Wednesday, February 8, 2023

John Cale - MERCY

 

It's great to have at least some big beasts still among us. At the end of last year, belatedly I started listening to the latest Brian Eno album and was entranced for it. I'd avoided listening to it for some reason. I'm not sure why. Perhaps I feared that it was going to be too earnest. Too worthy. When I finally got round it was anything but.

A similar thing happened to me at the beginning of January with John Cale's somewhat surprising return to the Pop fray with MERCY his first record for many a year. Once again it took me a while to actually get round to actually listen to it but now I have I have I've found I've been gradually ensnared and find myself giving it a spin every few days.

Cale is an even more venerable big beast than Eno. Born in a Welsh mining village North of Swansea early  in the Second World War, if anybody has a claim to having seen it all it's probably him. But MERCY doesn't on first play sound remotely sound like an album made by a founding member of The Velvet Underground.

Frankly Cale's solo albums rarely did. He always brought something entirely of his own to the table. Something Welsh. His singing and spoken voice have a heady grandeur. Think Richard Burton and Under Milk Wood. Anthony Hopkins.

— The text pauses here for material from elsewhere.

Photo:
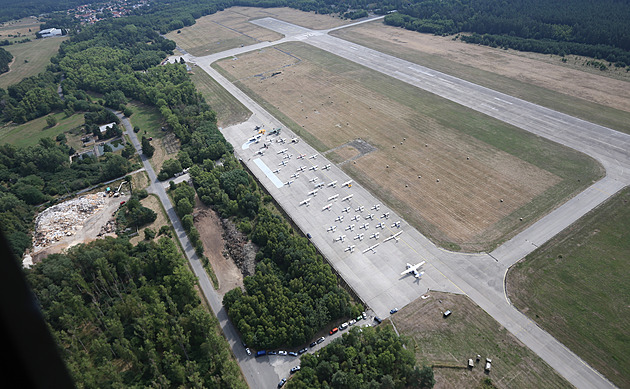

Mercy has the surface feel of an ambient album but is immediately full of wonder. The wonder of being alive. Perhaps we never quite lose it. .Cale has always been the most enquiring collaborator since he first bumped into Reed, Nico and Warhol and here he teams up with Actress, Weyes Blood, Sylan Esso, Animal Collective and Fat White Family among others. Though you might not always realise.

Anyhow, it's a startling record. And it becomes more startling with every play. We're just lucky to have the likes of Cale still amongst us.